She studied me for a long moment. “Why?”
I didn’t answer immediately. The fire popped sharply outside.
“I’ve spent a lot of years avoiding things,” I said finally.
“Things like…?”
“People. Crowds. Towns. Staying in one place too long.”
She raised her eyebrows. “Should I be worried?”
“No.”
“Because it does sound a little serial killer-y.”
“It isn’t.”
“Should I ask if you own a basement?”
“I don’t even own a house.”
She grinned. “Good answer.”
“I just mean…” I exhaled slowly. “I stay away from civilization when I can. It’s easier. Cleaner. Predictable.”
Her expression softened. “Why?”
“I don’t know how to be good at normal life,” I said simply. “But out here? I know what I’m doing.”
Her gaze held mine. “You’re good at normal life more than you think.”
“I’m not.”
“You are,” she said, voice unexpectedly gentle. “You just don’t know it because you keep running from anything that resembles connection. You’re great at ordering coffee at coffee shops and organizing garages. You’re totally normal. But I get the connection part. It’s easy to be a zombie.”
I didn’t like how much that landed.
“How would you know?” I asked quietly.
“Because…” She hesitated. “Because I do it too.”
That surprised me.
She shrugged. “I pretend I’m fearless. I pretend nothing scares me. I pretend I don’t need anyone except maybe Mortimer the moose. But when something real starts happening, something that feels like it matters, I freak out.”

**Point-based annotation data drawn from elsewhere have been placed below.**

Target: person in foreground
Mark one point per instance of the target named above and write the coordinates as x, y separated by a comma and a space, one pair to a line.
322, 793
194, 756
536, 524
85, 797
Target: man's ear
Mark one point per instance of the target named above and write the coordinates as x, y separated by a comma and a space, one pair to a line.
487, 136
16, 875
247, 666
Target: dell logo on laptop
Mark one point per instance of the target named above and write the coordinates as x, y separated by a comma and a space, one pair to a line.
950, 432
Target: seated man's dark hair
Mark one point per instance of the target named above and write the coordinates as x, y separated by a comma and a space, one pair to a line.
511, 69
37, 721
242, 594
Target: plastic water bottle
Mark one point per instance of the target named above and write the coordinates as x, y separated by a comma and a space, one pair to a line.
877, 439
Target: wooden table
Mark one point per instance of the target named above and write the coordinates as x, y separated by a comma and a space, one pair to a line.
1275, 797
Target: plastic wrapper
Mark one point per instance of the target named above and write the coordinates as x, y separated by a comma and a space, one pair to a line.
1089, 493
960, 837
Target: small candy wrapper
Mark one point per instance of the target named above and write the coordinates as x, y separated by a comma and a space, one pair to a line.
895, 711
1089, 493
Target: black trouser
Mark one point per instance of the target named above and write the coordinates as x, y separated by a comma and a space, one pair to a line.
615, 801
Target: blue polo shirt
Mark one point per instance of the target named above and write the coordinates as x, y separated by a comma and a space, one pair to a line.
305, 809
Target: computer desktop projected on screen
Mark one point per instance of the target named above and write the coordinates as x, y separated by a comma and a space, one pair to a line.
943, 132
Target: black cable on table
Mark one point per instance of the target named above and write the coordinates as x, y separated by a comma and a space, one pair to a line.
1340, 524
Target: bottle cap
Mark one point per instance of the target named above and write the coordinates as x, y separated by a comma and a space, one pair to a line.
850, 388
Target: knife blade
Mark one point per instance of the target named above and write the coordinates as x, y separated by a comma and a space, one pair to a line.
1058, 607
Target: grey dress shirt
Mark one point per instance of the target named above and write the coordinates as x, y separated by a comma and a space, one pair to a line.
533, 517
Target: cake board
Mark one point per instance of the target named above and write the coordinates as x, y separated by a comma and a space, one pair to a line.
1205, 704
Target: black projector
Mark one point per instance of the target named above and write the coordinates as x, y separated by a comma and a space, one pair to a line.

I stared at her, and she stared back.
Something tightened and eased inside me at the same time.
She wrapped her arms tighter around herself. “Anyway. Maybe we’re the same amount of dysfunctional.”
“Maybe.”
“And maybe that’s fine,” she added. “As long as we survive the next forty-eight hours without getting eaten by anything.”
“A solid plan.”
She shivered—barely, but enough that I saw it. The cold was settling in. The temperature had dropped fast now that the sun was gone.